Matrimonial Causes Act 1864
- Parliament of the United Kingdom
- Long title: An Act to amend the Act relating to Divorce and Matrimonial Causes in England, Twentieth and Twenty-first Victoria, Chapter Eighty-five.
- Citation: 27 & 28 Vict. c. 44
- Territorial extent: England and Wales

Dates
- Royal assent: 14 July 1864
- Commencement: 14 July 1864
- Repealed: 27 April 1965

Other legislation
- Amends: Matrimonial Causes Act 1857
- Amended by: Supreme Court of Judicature (Consolidation) Act 1925
- Repealed by: Administration of Justice Act 1965

Status: Repealed

Text of statute as originally enacted

= Matrimonial Causes Act 1864 =

Act of the Parliament of the United Kingdom

The Matrimonial Causes Act 1864 (27 & 28 Vict. c. 44) was an act of the Parliament of the United Kingdom. The act reduced the powers of women deserted by their husbands to protect their property and income from him or any of his creditors. The act received royal assent on 14 July 1864.

==Provisions==
Women had been granted the ability to protect their property and earnings from a husband that had deserted them or his creditors in the Matrimonial Causes Act 1857 by applying to a police magistrate, a justice in the petty sessions or the Court for Divorce and Matrimonial Cases.

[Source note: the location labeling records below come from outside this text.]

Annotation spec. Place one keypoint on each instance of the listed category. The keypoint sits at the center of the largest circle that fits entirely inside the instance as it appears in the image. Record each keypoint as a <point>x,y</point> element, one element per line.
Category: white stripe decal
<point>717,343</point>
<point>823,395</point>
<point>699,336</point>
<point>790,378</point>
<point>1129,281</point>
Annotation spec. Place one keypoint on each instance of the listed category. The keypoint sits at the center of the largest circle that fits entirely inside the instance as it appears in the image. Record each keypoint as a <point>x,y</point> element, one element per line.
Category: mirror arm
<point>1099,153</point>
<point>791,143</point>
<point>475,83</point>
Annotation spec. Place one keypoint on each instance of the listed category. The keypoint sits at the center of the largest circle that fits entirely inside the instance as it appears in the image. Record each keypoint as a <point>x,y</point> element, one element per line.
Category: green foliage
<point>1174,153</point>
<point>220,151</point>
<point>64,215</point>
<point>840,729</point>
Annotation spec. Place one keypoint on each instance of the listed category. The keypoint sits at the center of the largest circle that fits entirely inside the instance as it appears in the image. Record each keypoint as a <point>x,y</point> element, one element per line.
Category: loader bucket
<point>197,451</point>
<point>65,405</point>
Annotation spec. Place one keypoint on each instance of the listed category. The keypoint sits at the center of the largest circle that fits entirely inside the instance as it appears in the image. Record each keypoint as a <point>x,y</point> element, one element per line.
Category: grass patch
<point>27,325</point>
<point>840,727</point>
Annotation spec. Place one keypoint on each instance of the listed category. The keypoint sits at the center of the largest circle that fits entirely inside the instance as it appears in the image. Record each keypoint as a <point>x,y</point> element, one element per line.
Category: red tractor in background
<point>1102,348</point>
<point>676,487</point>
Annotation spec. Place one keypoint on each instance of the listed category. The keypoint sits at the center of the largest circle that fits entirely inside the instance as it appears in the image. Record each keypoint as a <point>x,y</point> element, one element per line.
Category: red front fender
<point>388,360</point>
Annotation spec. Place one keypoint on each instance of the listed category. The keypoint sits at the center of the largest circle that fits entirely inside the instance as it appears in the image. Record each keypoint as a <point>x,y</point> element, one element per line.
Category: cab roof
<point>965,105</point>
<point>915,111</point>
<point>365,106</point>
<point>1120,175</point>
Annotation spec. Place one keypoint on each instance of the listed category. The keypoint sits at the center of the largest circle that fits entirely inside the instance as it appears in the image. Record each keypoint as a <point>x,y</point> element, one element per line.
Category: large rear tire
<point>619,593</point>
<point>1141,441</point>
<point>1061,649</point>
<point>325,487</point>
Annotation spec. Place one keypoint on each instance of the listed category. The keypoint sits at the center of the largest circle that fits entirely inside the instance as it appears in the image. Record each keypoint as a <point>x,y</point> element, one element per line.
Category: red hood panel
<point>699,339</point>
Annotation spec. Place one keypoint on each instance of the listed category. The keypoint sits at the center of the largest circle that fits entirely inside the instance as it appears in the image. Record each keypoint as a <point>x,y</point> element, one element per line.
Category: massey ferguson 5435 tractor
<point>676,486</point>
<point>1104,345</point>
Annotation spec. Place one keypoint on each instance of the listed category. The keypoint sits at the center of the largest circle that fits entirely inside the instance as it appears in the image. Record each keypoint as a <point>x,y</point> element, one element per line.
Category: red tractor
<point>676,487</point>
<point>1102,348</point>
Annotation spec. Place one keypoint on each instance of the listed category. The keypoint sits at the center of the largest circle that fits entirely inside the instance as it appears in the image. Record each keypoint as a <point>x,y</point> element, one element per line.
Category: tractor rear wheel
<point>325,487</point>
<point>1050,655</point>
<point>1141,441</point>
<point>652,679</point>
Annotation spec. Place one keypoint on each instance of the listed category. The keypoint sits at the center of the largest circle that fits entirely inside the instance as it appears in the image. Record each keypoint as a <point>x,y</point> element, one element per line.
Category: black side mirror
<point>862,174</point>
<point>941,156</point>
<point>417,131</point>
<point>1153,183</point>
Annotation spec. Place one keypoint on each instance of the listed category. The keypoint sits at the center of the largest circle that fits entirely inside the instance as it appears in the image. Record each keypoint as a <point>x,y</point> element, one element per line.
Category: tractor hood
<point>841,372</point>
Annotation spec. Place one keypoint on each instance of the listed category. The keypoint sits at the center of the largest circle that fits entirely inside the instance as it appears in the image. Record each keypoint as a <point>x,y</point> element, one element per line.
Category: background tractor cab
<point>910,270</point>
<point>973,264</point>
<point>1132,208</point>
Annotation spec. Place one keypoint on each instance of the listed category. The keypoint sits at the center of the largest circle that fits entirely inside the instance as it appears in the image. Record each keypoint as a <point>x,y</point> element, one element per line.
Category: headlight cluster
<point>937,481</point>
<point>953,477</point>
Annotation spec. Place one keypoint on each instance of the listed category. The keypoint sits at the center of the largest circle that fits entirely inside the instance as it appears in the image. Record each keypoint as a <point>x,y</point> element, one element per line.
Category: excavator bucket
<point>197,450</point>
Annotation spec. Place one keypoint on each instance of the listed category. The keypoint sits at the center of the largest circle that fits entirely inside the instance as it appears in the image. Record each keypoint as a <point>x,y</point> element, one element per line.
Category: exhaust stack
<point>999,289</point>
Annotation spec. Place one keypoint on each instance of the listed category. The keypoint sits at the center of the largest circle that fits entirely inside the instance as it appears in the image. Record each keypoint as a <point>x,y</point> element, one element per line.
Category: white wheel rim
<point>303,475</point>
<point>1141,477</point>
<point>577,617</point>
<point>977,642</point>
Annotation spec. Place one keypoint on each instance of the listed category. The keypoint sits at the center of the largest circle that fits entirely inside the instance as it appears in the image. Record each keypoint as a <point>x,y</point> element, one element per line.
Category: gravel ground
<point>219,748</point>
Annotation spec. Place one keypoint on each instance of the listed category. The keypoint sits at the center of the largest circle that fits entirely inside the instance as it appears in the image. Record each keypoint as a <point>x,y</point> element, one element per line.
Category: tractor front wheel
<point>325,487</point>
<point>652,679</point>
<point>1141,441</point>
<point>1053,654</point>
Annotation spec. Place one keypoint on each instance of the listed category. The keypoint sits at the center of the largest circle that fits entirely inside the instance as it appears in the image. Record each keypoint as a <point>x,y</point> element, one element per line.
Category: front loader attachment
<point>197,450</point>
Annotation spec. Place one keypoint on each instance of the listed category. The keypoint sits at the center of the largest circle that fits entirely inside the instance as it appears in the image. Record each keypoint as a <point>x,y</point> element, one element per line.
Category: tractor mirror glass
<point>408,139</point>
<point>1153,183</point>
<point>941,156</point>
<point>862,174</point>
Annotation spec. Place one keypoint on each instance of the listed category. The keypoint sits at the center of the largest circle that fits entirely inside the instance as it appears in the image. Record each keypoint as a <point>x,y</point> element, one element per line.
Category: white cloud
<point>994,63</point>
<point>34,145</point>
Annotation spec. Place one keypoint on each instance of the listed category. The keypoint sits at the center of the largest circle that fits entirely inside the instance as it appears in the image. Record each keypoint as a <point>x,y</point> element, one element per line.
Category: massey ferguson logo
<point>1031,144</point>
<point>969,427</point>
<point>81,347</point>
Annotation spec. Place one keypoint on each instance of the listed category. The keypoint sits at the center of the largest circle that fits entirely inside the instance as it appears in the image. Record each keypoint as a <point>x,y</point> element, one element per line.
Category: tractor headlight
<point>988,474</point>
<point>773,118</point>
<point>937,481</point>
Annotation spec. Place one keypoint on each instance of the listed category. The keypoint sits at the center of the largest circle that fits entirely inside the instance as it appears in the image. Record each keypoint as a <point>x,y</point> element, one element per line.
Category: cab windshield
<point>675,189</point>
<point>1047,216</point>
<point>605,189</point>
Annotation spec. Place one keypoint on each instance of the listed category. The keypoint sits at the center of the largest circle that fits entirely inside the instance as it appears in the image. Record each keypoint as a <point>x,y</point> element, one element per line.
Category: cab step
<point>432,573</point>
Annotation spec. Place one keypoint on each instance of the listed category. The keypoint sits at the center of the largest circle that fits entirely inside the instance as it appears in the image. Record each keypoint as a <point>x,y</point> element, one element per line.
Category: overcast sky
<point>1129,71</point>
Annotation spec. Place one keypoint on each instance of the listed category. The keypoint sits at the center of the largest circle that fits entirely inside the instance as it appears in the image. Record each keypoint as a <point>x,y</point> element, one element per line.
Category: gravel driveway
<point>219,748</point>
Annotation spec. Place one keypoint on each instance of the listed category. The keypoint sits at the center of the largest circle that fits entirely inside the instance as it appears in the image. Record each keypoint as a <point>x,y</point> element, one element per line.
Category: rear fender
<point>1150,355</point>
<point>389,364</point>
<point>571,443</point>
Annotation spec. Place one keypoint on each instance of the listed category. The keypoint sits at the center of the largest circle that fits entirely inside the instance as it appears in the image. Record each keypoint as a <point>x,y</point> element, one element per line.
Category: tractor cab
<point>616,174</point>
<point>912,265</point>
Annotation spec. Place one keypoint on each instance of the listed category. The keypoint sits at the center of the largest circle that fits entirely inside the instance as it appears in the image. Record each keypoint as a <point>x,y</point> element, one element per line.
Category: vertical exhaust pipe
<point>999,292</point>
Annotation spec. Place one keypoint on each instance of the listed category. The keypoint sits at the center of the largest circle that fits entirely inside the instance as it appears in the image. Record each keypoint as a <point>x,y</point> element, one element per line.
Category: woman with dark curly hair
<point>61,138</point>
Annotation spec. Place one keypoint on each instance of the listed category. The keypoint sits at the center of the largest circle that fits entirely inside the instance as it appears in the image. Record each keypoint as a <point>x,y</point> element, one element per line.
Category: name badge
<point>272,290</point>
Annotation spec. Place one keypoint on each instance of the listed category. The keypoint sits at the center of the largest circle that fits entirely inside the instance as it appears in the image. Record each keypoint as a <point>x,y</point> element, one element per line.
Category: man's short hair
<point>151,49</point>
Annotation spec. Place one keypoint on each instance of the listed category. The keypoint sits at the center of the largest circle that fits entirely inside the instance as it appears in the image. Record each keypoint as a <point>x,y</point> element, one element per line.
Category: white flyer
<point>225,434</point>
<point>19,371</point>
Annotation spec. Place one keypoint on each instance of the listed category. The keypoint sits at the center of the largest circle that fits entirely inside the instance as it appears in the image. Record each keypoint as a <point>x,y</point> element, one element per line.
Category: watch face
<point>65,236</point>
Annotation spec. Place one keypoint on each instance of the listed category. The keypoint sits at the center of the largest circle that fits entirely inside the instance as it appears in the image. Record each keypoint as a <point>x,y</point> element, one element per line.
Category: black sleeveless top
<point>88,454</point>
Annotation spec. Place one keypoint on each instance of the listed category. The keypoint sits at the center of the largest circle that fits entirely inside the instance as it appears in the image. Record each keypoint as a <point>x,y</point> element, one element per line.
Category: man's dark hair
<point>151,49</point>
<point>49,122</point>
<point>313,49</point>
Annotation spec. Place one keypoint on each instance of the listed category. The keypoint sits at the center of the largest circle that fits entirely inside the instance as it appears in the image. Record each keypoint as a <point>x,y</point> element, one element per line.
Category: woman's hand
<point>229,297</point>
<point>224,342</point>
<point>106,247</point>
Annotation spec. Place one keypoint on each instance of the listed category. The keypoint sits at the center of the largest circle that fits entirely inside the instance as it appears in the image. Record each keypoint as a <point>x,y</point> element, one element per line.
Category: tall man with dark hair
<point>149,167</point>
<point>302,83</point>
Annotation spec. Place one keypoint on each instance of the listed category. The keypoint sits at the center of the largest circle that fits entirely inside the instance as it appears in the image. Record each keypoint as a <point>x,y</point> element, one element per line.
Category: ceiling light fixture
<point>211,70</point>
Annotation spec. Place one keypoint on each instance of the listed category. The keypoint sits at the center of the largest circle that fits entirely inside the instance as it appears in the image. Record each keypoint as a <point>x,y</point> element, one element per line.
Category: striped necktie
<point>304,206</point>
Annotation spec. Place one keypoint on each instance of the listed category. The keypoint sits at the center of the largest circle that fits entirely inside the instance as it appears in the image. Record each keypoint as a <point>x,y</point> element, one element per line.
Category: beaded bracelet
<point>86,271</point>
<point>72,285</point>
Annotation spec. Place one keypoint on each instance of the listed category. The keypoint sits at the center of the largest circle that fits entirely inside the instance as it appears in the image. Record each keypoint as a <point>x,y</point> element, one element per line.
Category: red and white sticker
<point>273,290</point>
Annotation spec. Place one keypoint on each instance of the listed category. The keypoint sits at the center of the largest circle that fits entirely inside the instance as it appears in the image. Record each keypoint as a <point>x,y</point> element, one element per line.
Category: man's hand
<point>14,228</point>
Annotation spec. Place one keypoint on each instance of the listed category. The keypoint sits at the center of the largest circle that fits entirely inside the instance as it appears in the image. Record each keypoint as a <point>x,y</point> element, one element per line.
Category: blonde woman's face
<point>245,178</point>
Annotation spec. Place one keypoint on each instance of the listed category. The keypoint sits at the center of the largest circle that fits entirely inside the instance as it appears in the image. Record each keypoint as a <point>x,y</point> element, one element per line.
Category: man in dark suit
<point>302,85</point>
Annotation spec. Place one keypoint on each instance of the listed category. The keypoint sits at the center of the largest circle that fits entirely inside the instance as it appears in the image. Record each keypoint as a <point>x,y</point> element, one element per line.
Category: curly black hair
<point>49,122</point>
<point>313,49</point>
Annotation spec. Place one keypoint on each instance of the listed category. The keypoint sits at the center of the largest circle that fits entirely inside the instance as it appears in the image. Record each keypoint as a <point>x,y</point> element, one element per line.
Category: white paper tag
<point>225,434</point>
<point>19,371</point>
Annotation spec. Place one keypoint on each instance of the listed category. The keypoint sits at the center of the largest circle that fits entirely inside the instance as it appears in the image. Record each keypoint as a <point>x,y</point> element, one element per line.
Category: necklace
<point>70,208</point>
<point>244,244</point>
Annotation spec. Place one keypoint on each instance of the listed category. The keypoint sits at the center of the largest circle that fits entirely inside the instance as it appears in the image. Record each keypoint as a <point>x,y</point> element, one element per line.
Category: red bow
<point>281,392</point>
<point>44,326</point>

The provisions of the act included allowing husbands who had deserted their wives or creditors of those husbands to apply to a court to have an order that the wife had placed to protect her property or earnings from her husband and his creditors discharged.

== Subsequent developments ==
The whole act was repealed by section 34(1) of, and schedule 2 to, the Administration of Justice Act 1965. The Administration of Justice Act 1965 (Commencement No. 1) Order 1965 (SI 1965/706) provided that this repeal would take effect on 27 April 1965.